Pinto, PUG di Foggia: “affaire per pochi ma non per tutti”

Di:

A.Pinto, presidente UNICOOP (ST)

Foggia – APPROVAZIONE del PUG di Foggia: “mancata convocazione ai vari incontri previsti dell’UN.I.COOP. (Associazione Italiana Cooperative), regolarmente riconosciuta con D.M.”, è quanto denuncia il presidente Alberto Pinto.

“La nostra associazione vuole rappresentare e sottolineare le numerose problematiche che le cooperative edilizie, in questo momento storico della nostra città, sono costrette ad affrontare, se non addirittura a subire”. “Sì, intendiamo dire subire – dice Pinto – in quanto i contenuti del Documento Programmatico Preliminare al PUG, l’indirizzo di una parte della maggioranza politica di Palazzo Città e le iniziative correlate all’espletamento delle procedure che porteranno all’approvazione definitiva dello stesso non contengono alcuna previsione, riferimento, impegno, al settore della cooperazione abitativa e sociale”.

“Ad oggi, sono risultate vane le richieste di incontro e le sollecitazioni scritte inviate dalla nostra associazione per evidenziare le problematiche delle cooperative aderenti, nonché le proposte e le osservazioni tecniche che l’UNICOOP di Foggia ha predisposto e che intendeva portare all’attenzione dell’amministrazione comunale”. “Purtroppo, al sindaco Mongelli ed all’assessore all’Urbanistica Marasco, non interessa ascoltare proposte, raccogliere suggerimenti ed indicazioni del settore cooperativistico”.

“Il sindaco Mongelli e l’assessore Marasco continuano a propinare all’opinione pubblica belle parole in merito alla stesura ed approvazione del PUG: partecipazione, consultazione, trasparenza, coinvolgimento, ma è solo un’operazione di facciata!. “La realtà è ben diversa, il PUG è un cosa – affare di pochi eletti che probabilmente hanno già deciso cosa si debba fare ed approvare e cosa, invece, non serve o addirittura è inutile o evitare”. “Il comportamento assunto a tutt’oggi dalla coppia Mongelli – Marasco è gravissimo; non convocando l’UN.I.COOP., violano palesemente l’obbligo della consultazione delle associazioni di categoria e del dettato costituzionale, sottraendosi di fatto al confronto democratico, tra l’altro, dovuto con le associazioni riconosciute a livello nazionale.
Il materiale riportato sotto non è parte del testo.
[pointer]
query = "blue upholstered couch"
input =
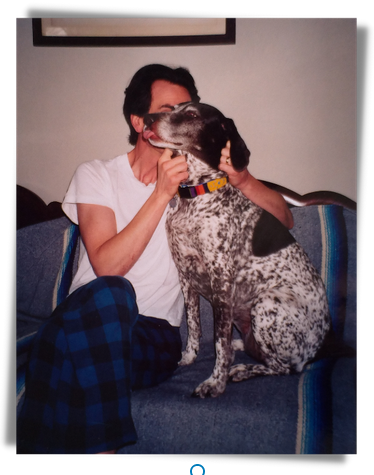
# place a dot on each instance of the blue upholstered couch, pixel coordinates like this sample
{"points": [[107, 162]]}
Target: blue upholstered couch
{"points": [[311, 413]]}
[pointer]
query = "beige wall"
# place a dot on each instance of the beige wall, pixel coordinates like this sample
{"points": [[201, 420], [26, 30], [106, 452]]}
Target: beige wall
{"points": [[289, 85]]}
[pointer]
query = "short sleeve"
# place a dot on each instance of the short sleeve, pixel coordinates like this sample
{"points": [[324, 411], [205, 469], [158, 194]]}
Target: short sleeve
{"points": [[90, 185]]}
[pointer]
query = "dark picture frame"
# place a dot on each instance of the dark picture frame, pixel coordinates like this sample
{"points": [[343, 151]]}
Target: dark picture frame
{"points": [[214, 31]]}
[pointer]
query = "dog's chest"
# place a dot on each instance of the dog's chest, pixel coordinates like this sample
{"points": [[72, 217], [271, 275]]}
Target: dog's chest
{"points": [[208, 229]]}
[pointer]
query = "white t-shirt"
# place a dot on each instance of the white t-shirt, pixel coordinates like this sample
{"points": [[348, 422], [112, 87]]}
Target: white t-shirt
{"points": [[154, 276]]}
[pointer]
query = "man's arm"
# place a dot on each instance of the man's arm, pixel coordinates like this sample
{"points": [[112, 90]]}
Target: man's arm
{"points": [[253, 189], [113, 253]]}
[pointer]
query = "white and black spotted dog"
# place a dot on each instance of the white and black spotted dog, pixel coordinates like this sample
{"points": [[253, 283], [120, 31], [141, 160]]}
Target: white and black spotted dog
{"points": [[237, 256]]}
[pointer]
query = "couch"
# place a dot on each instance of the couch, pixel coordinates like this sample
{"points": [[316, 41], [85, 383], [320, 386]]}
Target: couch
{"points": [[309, 413]]}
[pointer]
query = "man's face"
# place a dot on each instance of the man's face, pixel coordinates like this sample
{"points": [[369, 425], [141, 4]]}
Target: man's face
{"points": [[166, 95]]}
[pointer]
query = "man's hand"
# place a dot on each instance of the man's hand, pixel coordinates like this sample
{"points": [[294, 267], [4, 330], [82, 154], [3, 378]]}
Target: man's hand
{"points": [[171, 172], [254, 190], [237, 179]]}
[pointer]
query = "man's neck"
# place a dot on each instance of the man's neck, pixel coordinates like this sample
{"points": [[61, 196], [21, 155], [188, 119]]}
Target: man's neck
{"points": [[143, 161]]}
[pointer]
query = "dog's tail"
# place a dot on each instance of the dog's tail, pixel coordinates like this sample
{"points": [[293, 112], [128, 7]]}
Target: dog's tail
{"points": [[333, 347]]}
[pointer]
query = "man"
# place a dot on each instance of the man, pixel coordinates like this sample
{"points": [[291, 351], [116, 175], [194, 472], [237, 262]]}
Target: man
{"points": [[118, 329]]}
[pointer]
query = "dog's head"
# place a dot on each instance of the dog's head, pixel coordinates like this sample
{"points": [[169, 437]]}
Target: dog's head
{"points": [[199, 129]]}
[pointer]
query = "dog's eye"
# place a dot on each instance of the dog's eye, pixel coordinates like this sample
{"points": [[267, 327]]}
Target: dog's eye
{"points": [[191, 114]]}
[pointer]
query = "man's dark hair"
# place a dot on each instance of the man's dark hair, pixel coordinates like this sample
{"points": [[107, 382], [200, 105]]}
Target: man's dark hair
{"points": [[138, 95]]}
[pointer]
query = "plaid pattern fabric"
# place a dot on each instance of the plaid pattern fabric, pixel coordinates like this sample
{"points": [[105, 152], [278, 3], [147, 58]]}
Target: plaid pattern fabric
{"points": [[82, 366]]}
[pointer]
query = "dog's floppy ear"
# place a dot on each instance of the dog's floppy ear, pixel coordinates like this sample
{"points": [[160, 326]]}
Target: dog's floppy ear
{"points": [[238, 151]]}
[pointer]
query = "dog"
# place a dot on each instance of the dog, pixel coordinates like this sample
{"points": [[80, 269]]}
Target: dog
{"points": [[237, 256]]}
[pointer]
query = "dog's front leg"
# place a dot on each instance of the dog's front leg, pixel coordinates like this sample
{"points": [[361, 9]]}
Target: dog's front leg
{"points": [[216, 383], [191, 299]]}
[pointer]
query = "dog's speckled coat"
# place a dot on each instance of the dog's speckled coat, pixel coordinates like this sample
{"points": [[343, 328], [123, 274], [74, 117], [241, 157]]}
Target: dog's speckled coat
{"points": [[239, 258]]}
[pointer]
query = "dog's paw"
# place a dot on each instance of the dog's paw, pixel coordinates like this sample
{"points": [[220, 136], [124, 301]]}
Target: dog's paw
{"points": [[212, 387], [238, 373], [188, 357], [237, 345]]}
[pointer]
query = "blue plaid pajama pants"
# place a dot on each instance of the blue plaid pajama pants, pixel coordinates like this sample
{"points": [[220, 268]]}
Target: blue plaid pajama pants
{"points": [[85, 361]]}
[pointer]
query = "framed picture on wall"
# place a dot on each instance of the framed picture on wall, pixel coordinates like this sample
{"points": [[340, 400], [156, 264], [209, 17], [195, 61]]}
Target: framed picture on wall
{"points": [[133, 31]]}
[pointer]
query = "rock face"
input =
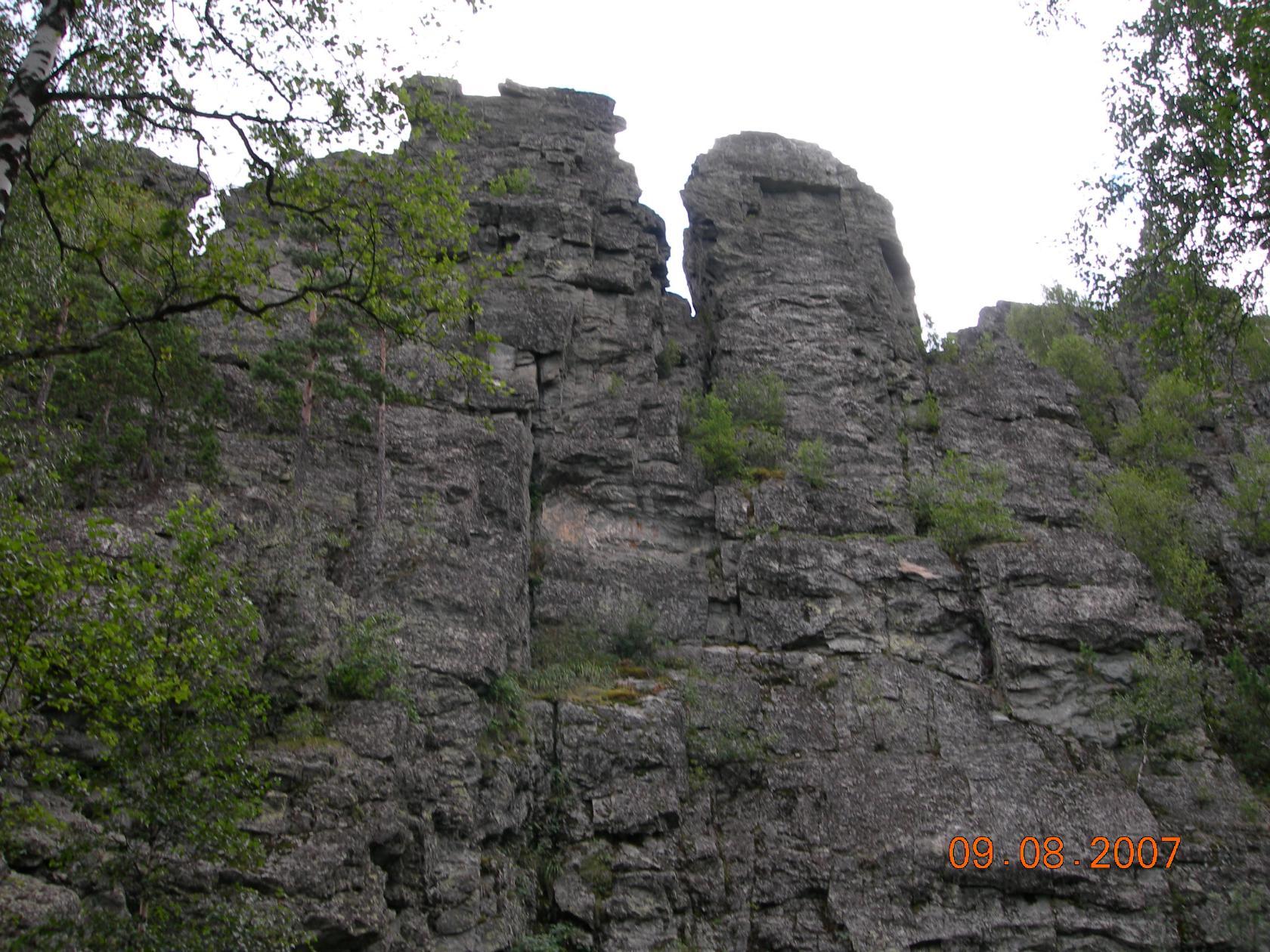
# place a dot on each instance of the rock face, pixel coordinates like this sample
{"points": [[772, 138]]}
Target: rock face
{"points": [[846, 698]]}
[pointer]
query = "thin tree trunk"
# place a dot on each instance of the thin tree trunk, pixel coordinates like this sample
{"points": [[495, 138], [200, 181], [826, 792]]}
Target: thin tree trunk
{"points": [[26, 91], [94, 480], [306, 400], [384, 419], [46, 385]]}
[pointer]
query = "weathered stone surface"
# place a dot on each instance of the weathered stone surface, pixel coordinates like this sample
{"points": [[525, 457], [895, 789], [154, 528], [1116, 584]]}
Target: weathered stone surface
{"points": [[845, 697]]}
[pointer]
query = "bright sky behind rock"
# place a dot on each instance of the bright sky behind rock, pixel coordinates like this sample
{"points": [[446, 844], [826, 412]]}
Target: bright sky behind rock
{"points": [[977, 130]]}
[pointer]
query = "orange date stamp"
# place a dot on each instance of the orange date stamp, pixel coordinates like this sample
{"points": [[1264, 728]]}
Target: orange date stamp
{"points": [[1105, 853]]}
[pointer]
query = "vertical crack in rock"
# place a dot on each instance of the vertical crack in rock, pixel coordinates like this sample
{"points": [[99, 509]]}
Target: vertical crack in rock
{"points": [[845, 698]]}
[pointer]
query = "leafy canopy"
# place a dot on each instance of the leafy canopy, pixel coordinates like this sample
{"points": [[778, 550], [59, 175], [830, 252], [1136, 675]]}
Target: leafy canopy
{"points": [[1191, 116]]}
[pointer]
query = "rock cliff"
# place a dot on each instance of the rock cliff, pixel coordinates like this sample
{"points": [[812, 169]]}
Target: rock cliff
{"points": [[837, 697]]}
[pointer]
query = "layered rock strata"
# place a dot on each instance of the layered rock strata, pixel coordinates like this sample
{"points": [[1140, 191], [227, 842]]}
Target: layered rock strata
{"points": [[845, 698]]}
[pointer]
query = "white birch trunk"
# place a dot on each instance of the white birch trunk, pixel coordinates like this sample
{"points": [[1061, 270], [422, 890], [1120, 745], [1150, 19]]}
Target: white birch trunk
{"points": [[18, 115]]}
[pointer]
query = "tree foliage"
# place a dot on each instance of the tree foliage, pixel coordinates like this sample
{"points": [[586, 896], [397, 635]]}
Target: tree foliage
{"points": [[126, 688], [1191, 123], [102, 239]]}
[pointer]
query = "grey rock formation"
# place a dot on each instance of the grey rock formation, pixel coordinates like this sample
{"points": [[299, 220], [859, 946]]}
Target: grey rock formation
{"points": [[845, 697]]}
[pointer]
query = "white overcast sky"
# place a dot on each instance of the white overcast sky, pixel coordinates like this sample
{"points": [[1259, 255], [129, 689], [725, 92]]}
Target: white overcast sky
{"points": [[977, 130]]}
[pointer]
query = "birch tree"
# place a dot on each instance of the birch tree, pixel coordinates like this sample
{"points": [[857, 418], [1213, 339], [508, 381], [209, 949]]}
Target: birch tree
{"points": [[272, 84]]}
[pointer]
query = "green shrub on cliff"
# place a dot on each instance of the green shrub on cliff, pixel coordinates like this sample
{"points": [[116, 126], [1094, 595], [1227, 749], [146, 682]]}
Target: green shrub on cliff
{"points": [[737, 429], [1148, 512], [960, 504]]}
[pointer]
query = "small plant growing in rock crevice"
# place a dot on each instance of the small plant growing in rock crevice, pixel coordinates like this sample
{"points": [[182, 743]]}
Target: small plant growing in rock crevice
{"points": [[513, 182], [1163, 705], [1250, 500], [960, 505], [737, 429], [812, 462], [638, 640], [926, 414], [370, 664]]}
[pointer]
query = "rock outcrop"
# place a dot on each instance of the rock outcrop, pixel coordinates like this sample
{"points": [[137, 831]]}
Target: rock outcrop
{"points": [[845, 698]]}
Di quanto accaduto la scrivente associazione ha provveduto ad informare l’Assessore Regionale all’Urbanistica ed il Signor Prefetto di Foggia, chiedendo di intervenire con urgenza per ristabilire lo stato di diritto. Attendiamo fiduciosi un’ autorevole e concreta azione da parte degli Organi competenti e restiamo in attesa di essere dagli stessi convocati”, termina il presidente Alberto Pinto.